Cambodia’s biggest employer is its garment industry. Garment manufacturing has been critical to the country’s economic growth over the past several years, and has helped lift workers out of poverty. But those workers now find themselves caught between their own government and the European Union.
In an open plea, a trade union representing 400,000 Cambodian workers in manufacturing industries, including the garment industry, asked the EU not to revoke the tariff-free access Cambodia currently enjoys to European markets. “We, the signatories of this statement, are among the more than 700,000 men and women who work for the country’s largest employment sector,” the letter from the National Union Alliance Chamber of Cambodia (NACC) states. “We are most concerned about the prospect of losing our hard-earned livelihood.”
Cambodia is one of 49 countries covered under the EU’s “Everything but Arms” (EBA) trade agreement. The agreement allows the world’s poorest nations to export their products, except arms and ammunition, to European markets without incurring duties. The deal helped to fuel an export boom that has powered Cambodia’s economy. The country’s top export destination is the EU, and clothing its main export. If the EU were to revoke Cambodia’s preferential status, it could make Cambodia less competitive, hurting the garment industry and workers who rely on it.
Under the conditions of EBA, countries can lose their duty-free access if they don’t comply with core human and labor rights laid out by the UN and International Labour Organization. For more than a year, such conditions have been getting worse in Cambodia. The EU has pointed to the harassment of trade unions, and political repression under Cambodian prime minister Hun Sen and his party, CPP. Ahead of the country’s July 2018 election, police arrested the leader of the main opposition party and the country’s supreme court disbanded the party. CPP went on to take every seat in parliament.
The EU began the procedure to suspend Cambodia’s preferential trade status in February, by establishing a monitoring period and putting pressure on Cambodia to reform. A month earlier, US senators Ted Cruz (R-Texas) and Chris Coons (D-Del.) introduced a bill that, if passed, would require the US to review its own preferential trade status for Cambodia.

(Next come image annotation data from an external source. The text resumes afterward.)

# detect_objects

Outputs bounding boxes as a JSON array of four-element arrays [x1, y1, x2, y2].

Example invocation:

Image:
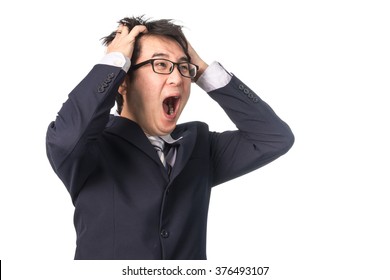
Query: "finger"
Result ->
[[128, 25, 148, 38]]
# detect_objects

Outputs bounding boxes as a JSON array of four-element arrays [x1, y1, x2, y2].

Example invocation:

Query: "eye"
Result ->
[[179, 63, 190, 73], [153, 60, 170, 71]]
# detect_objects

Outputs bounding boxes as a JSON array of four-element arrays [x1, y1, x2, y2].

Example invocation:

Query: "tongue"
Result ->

Garment workers are fearful that if the EU and US revoke Cambodia’s EBA trade access, they will be the ones who suffer (paywall). The NACC believes brands will look for cheaper places to make their clothes if Cambodia loses its trade access, and says about 43% of garment workers and 20% of footwear workers would be at risk of losing their jobs. Already, several international brands have asked Cambodia’s government to ease up, though the NACC accuses some of also threatening to move their manufacturing elsewhere.
A report (pdf) prepared for the European Parliament offered a less dire conclusion than the NACC, albeit still not a great one. “The most relevant precedent is Sri Lanka, which is also highly dependent on textile exports to the EU,” it stated. “During the seven years in which the country was suspended from [duty-free access] (2010-2017), around 10,000 workers (4% of the sector’s workforce) lost their jobs.” Textile exports did keep growing, but much more slowly than for competitors who retained their trade access. “Judging by this precedent, forecasts of over half of Cambodian textile workers losing their jobs are probably over-pessimistic, but on the other hand, the country is almost certain to miss out on growth potential,” it said.